Smallpox case of the monkey identified in Virginia

A case of monkeypox in Virginia is among nine identified in seven states, the director of the U.S. Centers for Disease Control and Prevention said Thursday morning.

Cases have also been identified in California, Florida, New York, Massachusetts, Utah and Washington, said CDC director Rochelle Walensky.

The Virginia monkeypox patient is a woman who lives in northern Virginia and recently traveled to “an African country where the disease is known to exist,” the Virginia Department of Health said in a statement. Officials declined to say exactly where he lives, citing his privacy. .

The woman was not contagious during the trip and is isolating herself at home, officials said. Your close contacts are being monitored and no additional cases have been detected.

“Monkeypox is a very rare disease in the United States. Currently, the patient is isolated and poses no risk to the public.” State Health Commissioner Dr. Colin M. Greene said in a statement.

The woman was tested by a state lab. The results will be confirmed by the CDC, state officials said.

Smallpox is a rare but potentially serious virus that is not commonly found in the United States. A case was confirmed in Massachusetts on May 18, the first case found in the U.S. this year.

The agency said the CDC is monitoring several groups of viruses reported in early and mid-May in countries that do not usually report monkeypox, including North America and Europe.

“We’re telling people this is an emerging issue,” Dr. Agam Rao, a medical officer in the CDC’s Division of Pathogens and Highly Impaired Pathology, told NBC News in a May 19 story. “Some emerging issues end up becoming benign in the end. Others increase.

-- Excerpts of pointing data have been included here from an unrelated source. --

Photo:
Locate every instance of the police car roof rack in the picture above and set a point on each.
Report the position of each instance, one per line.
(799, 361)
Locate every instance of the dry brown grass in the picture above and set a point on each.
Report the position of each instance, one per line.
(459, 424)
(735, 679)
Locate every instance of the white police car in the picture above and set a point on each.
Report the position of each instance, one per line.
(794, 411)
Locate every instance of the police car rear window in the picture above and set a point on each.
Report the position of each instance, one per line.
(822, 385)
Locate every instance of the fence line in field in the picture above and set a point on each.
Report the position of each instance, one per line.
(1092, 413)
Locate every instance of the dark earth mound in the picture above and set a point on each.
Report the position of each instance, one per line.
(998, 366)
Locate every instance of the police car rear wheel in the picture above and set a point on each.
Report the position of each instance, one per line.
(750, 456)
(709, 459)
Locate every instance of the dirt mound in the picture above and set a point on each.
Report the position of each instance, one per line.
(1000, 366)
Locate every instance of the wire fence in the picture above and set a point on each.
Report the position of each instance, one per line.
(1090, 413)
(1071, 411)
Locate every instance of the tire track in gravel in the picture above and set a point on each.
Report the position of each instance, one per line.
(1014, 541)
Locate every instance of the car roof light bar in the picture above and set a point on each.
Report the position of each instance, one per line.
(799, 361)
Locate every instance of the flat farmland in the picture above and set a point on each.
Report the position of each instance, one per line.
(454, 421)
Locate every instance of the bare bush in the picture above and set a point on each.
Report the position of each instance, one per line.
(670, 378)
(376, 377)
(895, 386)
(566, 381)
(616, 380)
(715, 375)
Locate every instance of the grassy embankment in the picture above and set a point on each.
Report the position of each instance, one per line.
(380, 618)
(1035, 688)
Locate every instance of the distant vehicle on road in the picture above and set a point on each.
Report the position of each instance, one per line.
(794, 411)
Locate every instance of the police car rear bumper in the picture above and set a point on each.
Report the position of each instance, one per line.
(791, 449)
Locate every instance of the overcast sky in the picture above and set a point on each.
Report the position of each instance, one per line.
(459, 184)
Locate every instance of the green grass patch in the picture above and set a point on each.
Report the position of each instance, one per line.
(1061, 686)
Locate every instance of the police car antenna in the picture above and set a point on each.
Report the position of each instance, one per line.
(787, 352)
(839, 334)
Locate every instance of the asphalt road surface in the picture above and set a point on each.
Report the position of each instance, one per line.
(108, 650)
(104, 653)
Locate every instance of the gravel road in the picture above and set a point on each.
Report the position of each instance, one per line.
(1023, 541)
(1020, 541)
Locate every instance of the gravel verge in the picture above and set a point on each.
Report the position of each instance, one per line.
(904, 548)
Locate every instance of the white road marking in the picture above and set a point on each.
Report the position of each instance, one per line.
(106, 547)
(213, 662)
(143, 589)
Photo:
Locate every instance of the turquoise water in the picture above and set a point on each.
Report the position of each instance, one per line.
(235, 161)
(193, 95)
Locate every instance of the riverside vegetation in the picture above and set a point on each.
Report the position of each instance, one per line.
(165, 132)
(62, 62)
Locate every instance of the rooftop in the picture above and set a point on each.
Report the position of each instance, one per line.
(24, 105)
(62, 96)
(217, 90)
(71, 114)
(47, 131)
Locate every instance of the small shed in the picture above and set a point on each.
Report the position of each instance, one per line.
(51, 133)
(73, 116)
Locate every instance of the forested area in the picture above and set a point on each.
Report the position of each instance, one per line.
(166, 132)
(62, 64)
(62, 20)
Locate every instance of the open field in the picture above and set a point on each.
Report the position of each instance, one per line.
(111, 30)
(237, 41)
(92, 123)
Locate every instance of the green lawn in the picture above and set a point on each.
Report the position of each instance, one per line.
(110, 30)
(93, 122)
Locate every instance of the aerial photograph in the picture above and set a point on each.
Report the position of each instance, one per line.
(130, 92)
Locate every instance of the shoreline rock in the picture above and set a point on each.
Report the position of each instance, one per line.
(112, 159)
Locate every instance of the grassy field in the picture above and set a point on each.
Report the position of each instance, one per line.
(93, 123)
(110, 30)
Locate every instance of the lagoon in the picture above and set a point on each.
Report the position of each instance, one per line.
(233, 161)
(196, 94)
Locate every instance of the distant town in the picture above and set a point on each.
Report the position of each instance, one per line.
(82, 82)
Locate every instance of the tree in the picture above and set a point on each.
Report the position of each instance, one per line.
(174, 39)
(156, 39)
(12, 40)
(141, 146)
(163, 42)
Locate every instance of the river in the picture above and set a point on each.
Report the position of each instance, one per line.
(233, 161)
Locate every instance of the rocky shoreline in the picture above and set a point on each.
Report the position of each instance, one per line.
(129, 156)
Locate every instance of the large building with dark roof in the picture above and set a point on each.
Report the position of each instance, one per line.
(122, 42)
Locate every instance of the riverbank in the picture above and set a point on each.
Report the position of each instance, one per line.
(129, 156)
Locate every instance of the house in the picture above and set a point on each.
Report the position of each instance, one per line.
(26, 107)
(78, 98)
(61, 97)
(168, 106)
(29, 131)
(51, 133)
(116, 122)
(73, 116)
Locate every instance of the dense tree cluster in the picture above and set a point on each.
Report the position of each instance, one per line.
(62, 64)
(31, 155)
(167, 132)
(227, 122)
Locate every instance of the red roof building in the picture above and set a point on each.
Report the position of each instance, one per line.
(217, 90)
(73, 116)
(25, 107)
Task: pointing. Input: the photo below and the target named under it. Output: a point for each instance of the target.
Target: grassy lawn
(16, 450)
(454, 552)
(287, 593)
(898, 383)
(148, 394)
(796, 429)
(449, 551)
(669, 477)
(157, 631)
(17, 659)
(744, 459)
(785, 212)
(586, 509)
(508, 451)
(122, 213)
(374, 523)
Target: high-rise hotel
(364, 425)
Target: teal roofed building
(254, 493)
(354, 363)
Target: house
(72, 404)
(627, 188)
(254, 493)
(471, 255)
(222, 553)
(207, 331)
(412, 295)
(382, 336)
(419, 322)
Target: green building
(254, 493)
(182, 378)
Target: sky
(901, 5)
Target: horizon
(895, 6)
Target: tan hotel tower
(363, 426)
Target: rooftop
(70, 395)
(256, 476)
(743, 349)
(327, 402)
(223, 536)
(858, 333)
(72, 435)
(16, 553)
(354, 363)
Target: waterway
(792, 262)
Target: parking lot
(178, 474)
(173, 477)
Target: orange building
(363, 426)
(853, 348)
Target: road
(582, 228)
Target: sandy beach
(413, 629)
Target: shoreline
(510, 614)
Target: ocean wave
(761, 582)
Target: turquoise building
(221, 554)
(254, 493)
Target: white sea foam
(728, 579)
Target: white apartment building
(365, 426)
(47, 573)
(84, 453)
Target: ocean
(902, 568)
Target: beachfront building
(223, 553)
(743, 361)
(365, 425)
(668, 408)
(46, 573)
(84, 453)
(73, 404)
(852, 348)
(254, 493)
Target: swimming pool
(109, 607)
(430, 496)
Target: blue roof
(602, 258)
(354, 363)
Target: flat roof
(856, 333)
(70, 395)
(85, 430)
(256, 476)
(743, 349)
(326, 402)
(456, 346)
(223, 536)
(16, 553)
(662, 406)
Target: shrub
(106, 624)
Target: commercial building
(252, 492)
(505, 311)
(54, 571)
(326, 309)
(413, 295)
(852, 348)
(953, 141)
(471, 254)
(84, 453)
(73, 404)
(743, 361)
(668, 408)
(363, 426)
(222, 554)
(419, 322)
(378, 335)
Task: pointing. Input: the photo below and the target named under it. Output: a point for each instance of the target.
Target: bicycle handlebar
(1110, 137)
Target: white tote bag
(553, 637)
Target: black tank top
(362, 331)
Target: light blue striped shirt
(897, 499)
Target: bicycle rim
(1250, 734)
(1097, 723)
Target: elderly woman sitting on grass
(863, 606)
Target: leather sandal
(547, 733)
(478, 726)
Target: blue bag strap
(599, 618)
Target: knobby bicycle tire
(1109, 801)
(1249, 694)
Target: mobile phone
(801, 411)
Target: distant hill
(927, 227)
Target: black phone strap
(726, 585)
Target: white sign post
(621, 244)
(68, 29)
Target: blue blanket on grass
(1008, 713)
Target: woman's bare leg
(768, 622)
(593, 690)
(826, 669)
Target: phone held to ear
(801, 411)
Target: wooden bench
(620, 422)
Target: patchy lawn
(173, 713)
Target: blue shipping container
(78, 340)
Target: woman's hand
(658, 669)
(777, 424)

As an emerging issue, we ask people to take this into account right now.”

Smallpox is officially eradicated from the planet, but smallpox vaccine reserves could still be useful against a newly emerging disease: monkeypox. Dra. UCLA epidemiologist Anne Rimoin joins LX News and explains how the smallpox vaccine can be used to prevent smallpox transmission.

Symptoms may include rash, fever, exhaustion, and swollen lymph nodes. Visit the full CDC information here.

A case of smallpox was confirmed last fall in a Maryland resident who had recently returned from Nigeria, state health officials said.